Ele é casado há 20 anos, tem dois filhos e um trabalho estável. Mas ele teve uma infância bastante incomum, marcada por abusos. Quando era bebê, sua mãe o entregou à seita australiana chamada The Family (A Família), também conhecida como Santiniketan Park Association. A seita era dirigida por Anne Hamilton-Byrne, que promovia ioga e meditação e fundou o grupo nos anos 1960 com o marido, William. Seus seguidores a viam como a reencarnação de Cristo, e ela fazia as crianças que viviam com ela acreditarem que eram seus filhos. A Família acreditava que o mundo iria acabar e que a seita teria que reeducar os sobreviventes. Muitas das crianças, agora adultos como Shenton, já falaram sobre tratamento cruel que recebiam. A propriedade da seita ficava perto de Melbourne, no sul da Austrália. Entre 14 e 28 crianças e adolescentes foram criados lá. As fotos das crianças, tiradas nos anos 1970 e 1980, mostram todos vestidos com roupas iguais e com o mesmo corte de cabelo. Muitos tinham o cabelo descolorido para ficarem parecidos uns com os outros, recebiam castigos físicos equivalentes à tortura e eram obrigados a tomar drogas. Anne Hamilton Byrne, que morreu em junho, em Melbourne, aos 98 anos, vivia no exterior a maior parte do tempo e visitava ocasionalmente a propriedade. Quando era criança, Shenton teve pouco contato com pessoas externas ao culto, formado pelas crianças e pelos autodenominados "tios" e "tias". Esses adultos os educavam, faziam sessões de ioga e meditação e eram muito leais a Anne. O único contato de Shenton com o mundo exterior era através de livros. Estudando, ele ficou fascinado com livros de história sobre a Segunda Guerra Mundial e começou a se referir à propriedade onde vivia como "campo de concentração". "Vivíamos cercados por muros e grades. Os 'tios' eram os guardas. Era só um apelido, mas havia semelhanças", disse Shenton à Emily Webb, do programa Outlook, da BBC.

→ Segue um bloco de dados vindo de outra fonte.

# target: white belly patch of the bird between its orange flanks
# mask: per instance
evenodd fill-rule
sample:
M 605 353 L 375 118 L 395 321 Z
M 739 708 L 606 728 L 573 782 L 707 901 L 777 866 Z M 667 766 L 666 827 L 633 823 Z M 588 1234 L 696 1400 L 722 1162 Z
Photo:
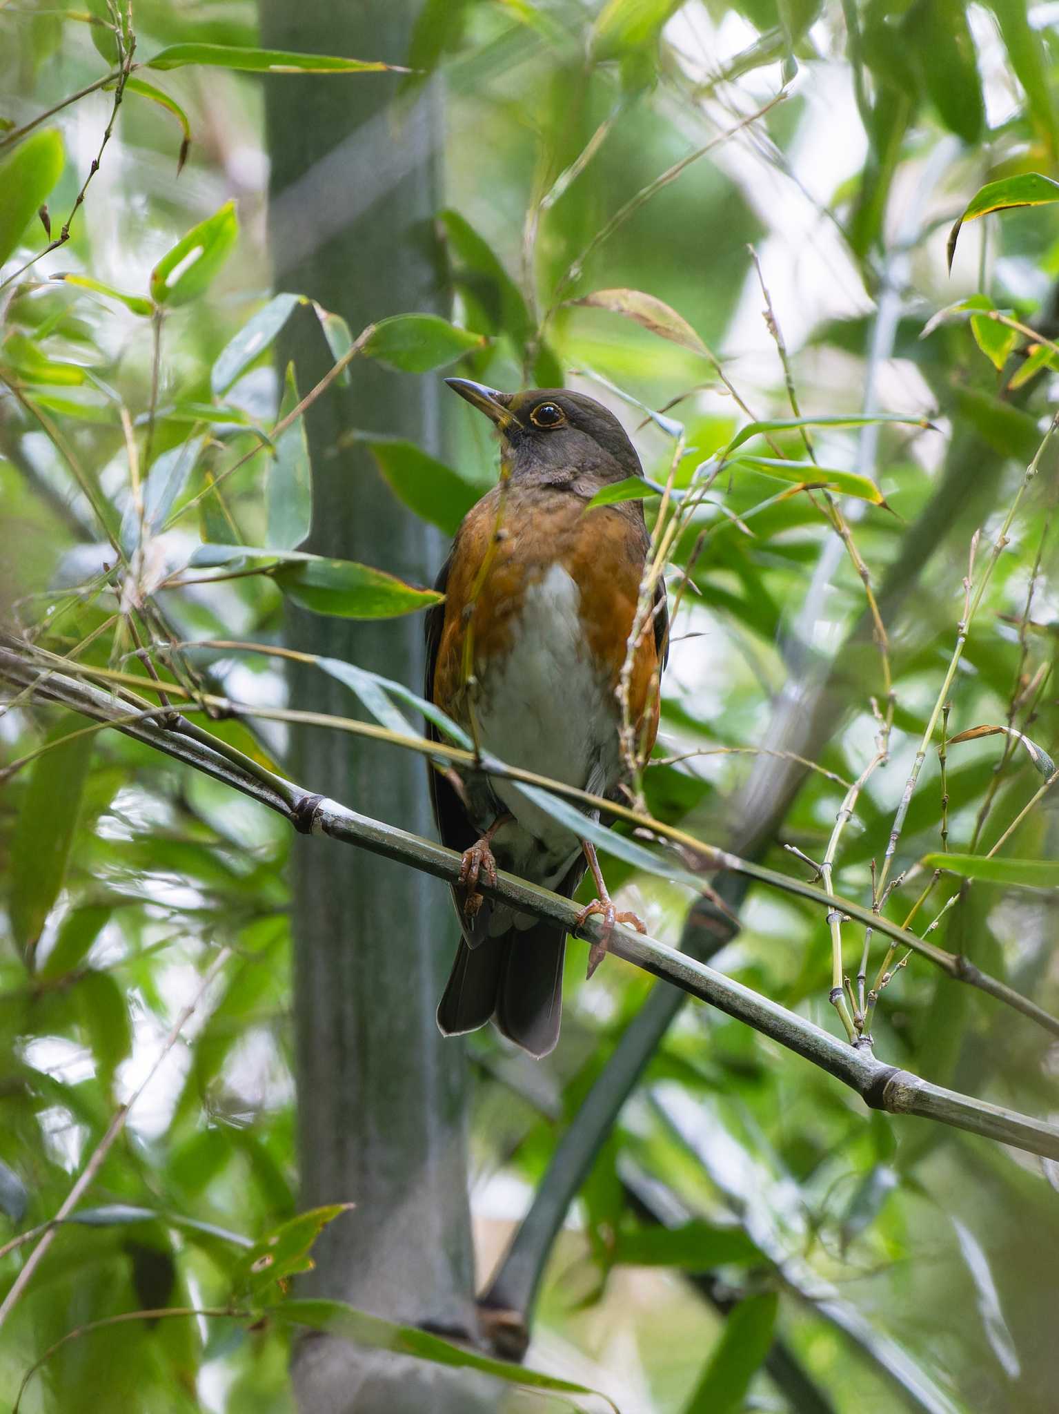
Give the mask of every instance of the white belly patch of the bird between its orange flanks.
M 480 682 L 476 717 L 484 749 L 501 761 L 602 795 L 618 775 L 617 703 L 592 665 L 579 604 L 576 583 L 554 564 L 525 595 L 511 650 Z M 517 855 L 544 846 L 555 867 L 569 867 L 578 853 L 570 831 L 514 782 L 491 785 L 517 822 L 497 833 L 497 855 L 517 870 Z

Em 14 de agosto de 1987, duas das meninas sob o domínio do
grupo escaparam e conseguiram chegar à polícia. Após contar sobre o abuso
físico e emocional que sofriam, a polícia foi resgatar as outras crianças.
Neste dia, mais de 100 agentes foram à propriedade. A investigação da polícia
sobre A Família revelou como as 28 crianças acabaram sob os cuidados de Anne,
acreditando que ela era sua mãe. A década de 1960 teve muitas gestações
indesejadas e Anne se aproveitou disso. Ela adotou ilegalmente crianças
nascidas de mães que não desejavam ter filhos e até pediu a alguns de seus 500
seguidores que lhes dessem seus próprios bebês.
Anne nunca foi acusada de cometer abuso infantil ou foi para a cadeia. A polícia disse que não havia provas físicas suficientes. Ela foi multada em apenas 5 mil dólares australianos por falsificar certidões de nascimento.